You may wish to review:

  1. That no one can get into your system from the internet.
  2. Your virus/malware detection (Google “cryptolocker” if you want to see how nasty things are getting these days)
  3. Should your data be encrypted
  4. Do you hold credit card information that could be placed on a non-networked computer
  5. How sure are you that the medical software you have is not secretly stealing confidential information (unlikely, but exactly the sort of thing a sufficiently disgruntled employee might try)
  6. If the building were to be totally destroyed by fire, earthquake, or something like a major aviation accident, you could setup a replacement data system in a short enough time so as not to inconvenience anyone.
  7. All data is maintained in accordance to any necessarily regulations.
  8. Are your backups encrypted. This is especially important if you use "The Cloud" as your offsite storage. If you do this then a) you must use very strong encryption technology that you control and that they have no knowledge, b) never use any encryption technology you are offered by anyone (including me, your uncle Fred, or your old friend Sam from school) c) that you use at least two and probably better three, different suppliers (and you can prove these are not virtual fronts for one physical provider). so you know that if one were to fold, you could access the same data from the other. Personally, I might go for one copy at home and another in the cloud, or better still find a "data partner" where you keep each other's encrypted backups. In all cases I would seek out the best specialist advice because this is an area where some awful security mistakes are possible.
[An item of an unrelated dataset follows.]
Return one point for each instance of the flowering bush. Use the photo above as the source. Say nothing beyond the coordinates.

Note also that many people employ computer security specialists to try to hack in to their systems in order to expose weaknesses. This may be worth considering, but you will have to satisfy yourself that they are completely trustworthy.

7, My configuration:

  • 1 x Supermicro X9SCM-F Server Motherboard - Intel C204 Chipset - Socket H2 LGA-1155

  • 1 x Intel Pentium CPU G2120 @ 3.10GHz

  • 6 x Seagate Barracuda 7200.14 ST3000DM001

  • 2 x Kingston 8GB 240-Pin DDR3 SDRAM DDR3 1600 ECC Unbuffered Server Memory w/TS Model KVR16E11/8

  • 1 x Fractal Design Define R4 Black Pearl w/ USB 3.0 ATX Mid Tower Silent PC Computer Case

  • 1 x SeaSonic SSR-360GP 360W ATX12V v2.31 80 PLUS GOLD Certified Active PFC Power Supply

(One nice feature of the motherboard is that it can be "headless," i.e. without a keyboard, mouse, or display.)